A group of Satanists from New York want to put a 7-foot statue of Satan at the Oklahoma state Capitol. Is someone going to burn in you-know-where for this?
The Associated Press reports that the New York-based Satanic Temple on Monday submitted an official application for its plans to the folks who oversee the Capitol grounds in Oklahoma City.
The statue depicts Baphomet – yeah, we had to look it up, too – a goat-headed creature with horns, wings and a long beard often used to depict the devil in occult circles.
The drawing shows Baphomet sitting on a throne decorated with pentagrams with two smiling kids next to him.
"The monument has been designed to reflect the views of Satanists in Oklahoma City and beyond," temple spokesman Lucien Greaves said in a statement. "The statue will also have a functional purpose as a chair where people of all ages may sit on the lap of Satan for inspiration and contemplation."
Because nothing fosters contemplation like sitting in the lap of evil.
The temple folks have reportedly raised more than $9,000 from online crowd-funding donations since last month to build the statue. It needs about $20,000 for the project.
This all sounded like a “Saturday Night Live” skit to us, until we found an interview that Greaves gave toVice magazine
that explains the temple’s mission.
Heck, they’re not even real devil worshipers.
“The Satanic Temple was actually conceived of independent from me by a friend and one of his colleagues,” he said. “They envisioned it more as a ‘poison pill’ in the Church/State debate.
“The idea was that Satanists, asserting their rights and privileges where religious agendas have been successful in imposing themselves upon public affairs, could serve as a poignant reminder that such privileges are for everybody, and can be used to serve an agenda beyond the current narrow understanding of what ‘the’ religious agenda is ...
“While the original thinking was that the Satanic Temple needed to hold to some belief in a supernatural entity known as ‘Satan,’ none of us truly believed that.
“We’ve moved well beyond being a simple political ploy and into being a very sincere movement that seeks to separate religion from superstition and to contribute positively to our cultural dialogue.”
Which explains why they’re bedeviling the Bible Belt.

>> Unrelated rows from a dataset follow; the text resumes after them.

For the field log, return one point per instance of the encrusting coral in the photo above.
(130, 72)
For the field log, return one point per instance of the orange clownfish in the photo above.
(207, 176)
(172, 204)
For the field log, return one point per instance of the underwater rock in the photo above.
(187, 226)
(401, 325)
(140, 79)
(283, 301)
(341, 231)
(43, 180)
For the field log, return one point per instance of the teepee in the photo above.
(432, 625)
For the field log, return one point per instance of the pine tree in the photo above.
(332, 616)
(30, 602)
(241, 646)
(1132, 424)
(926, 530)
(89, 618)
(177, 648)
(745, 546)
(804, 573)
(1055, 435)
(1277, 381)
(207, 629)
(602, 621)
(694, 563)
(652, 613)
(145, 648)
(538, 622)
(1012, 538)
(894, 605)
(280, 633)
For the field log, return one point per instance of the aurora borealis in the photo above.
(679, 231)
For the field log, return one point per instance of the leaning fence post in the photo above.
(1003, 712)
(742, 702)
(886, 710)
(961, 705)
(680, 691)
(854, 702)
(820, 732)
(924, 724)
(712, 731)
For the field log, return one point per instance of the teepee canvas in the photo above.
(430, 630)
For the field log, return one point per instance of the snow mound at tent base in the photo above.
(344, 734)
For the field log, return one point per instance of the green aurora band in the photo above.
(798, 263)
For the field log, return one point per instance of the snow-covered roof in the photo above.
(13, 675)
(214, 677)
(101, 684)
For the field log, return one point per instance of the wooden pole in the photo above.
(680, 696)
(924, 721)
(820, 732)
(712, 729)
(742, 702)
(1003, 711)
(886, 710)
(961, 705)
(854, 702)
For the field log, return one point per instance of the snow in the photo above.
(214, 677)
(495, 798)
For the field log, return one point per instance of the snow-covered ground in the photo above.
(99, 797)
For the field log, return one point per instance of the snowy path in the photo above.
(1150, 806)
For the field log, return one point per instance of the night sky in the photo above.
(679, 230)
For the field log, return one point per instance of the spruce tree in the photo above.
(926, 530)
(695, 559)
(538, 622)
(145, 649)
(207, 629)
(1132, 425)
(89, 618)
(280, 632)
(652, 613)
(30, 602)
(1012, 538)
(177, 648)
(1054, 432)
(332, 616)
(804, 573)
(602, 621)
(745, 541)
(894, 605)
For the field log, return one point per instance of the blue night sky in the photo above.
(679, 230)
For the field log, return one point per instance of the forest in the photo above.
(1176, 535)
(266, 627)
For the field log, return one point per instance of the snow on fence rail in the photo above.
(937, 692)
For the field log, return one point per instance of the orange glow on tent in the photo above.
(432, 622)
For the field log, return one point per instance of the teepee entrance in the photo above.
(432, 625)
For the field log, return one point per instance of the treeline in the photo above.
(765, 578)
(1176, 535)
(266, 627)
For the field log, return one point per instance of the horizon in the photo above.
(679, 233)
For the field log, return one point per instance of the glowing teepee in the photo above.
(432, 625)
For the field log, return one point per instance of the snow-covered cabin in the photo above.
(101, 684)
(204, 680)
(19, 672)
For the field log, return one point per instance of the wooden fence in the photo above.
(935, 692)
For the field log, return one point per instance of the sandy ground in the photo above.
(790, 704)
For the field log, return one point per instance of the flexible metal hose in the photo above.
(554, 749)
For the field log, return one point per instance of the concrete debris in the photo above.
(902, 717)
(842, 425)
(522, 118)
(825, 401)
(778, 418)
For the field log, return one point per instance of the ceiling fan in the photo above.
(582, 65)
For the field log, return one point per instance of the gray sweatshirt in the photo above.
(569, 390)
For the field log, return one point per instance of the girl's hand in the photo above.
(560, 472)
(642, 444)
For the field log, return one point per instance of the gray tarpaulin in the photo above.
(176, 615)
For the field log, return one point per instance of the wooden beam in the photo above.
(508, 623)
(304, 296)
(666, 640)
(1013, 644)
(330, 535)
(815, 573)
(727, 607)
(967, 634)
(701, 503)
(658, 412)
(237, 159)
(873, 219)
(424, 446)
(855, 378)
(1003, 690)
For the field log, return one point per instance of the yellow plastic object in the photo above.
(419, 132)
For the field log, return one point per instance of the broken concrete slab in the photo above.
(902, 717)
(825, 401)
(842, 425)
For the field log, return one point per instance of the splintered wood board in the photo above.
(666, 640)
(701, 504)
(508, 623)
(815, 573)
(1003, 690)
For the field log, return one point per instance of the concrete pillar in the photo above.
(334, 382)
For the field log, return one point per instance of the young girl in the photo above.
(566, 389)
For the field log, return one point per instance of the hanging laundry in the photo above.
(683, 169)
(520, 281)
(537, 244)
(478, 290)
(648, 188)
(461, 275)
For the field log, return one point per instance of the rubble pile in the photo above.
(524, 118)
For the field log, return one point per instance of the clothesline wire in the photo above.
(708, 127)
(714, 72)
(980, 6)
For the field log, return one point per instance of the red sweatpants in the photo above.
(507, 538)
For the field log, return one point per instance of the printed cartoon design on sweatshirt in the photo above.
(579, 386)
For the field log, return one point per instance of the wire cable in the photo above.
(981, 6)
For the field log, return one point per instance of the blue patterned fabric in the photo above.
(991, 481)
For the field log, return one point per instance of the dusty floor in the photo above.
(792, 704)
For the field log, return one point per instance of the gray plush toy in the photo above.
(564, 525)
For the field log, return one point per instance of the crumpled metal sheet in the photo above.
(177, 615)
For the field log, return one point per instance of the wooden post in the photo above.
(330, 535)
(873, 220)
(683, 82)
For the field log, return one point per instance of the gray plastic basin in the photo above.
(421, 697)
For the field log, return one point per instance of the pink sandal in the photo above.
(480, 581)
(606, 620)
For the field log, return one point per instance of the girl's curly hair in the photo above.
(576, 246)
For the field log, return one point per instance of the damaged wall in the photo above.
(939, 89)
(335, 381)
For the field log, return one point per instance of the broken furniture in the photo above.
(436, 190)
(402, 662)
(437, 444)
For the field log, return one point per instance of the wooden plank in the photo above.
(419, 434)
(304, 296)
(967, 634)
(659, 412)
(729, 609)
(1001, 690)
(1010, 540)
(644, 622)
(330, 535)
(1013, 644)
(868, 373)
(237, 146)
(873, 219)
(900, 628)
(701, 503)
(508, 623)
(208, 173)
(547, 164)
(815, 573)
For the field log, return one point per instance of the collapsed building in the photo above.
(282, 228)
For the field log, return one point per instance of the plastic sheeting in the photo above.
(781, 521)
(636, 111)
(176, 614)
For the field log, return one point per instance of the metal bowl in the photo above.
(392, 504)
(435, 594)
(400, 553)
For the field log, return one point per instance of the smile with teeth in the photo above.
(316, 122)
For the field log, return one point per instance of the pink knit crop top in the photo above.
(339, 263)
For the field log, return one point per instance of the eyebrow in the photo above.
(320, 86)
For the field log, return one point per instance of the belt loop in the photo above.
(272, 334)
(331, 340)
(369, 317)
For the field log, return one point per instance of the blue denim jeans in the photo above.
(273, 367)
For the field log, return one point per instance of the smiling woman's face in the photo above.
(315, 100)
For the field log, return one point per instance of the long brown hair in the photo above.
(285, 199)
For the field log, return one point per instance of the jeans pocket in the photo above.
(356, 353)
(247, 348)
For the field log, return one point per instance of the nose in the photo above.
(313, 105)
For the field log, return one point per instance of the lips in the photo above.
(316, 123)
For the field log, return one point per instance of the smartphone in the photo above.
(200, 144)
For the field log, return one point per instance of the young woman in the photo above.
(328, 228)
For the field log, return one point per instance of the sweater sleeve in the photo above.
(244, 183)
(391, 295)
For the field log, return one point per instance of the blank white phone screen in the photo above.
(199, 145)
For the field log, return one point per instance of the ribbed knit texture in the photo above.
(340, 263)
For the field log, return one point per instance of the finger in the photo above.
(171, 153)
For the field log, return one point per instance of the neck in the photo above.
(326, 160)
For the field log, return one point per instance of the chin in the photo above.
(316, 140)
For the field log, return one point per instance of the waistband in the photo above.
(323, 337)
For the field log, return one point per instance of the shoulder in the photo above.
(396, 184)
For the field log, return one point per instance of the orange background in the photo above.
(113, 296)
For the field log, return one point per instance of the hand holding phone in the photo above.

The group is trying to make a point.
Oklahoma legislators allowed a Ten Commandments monument to be placed at the capitol building in 2012. The American Civil Liberties Union is suing to get the privately funded monument removed.
Until that issue is settled, the state’s preservation commission has put a moratorium on new requests like the devil thingie and a request for a monument to the Church of the Flying Spaghetti Monster. (How cheesy.)
The devil in Oklahoma? It wouldn’t be the first time a state capitol has housed a controversial figure.
See: John Brown mural in Topeka and Rush Limbaugh bust in Jefferson City.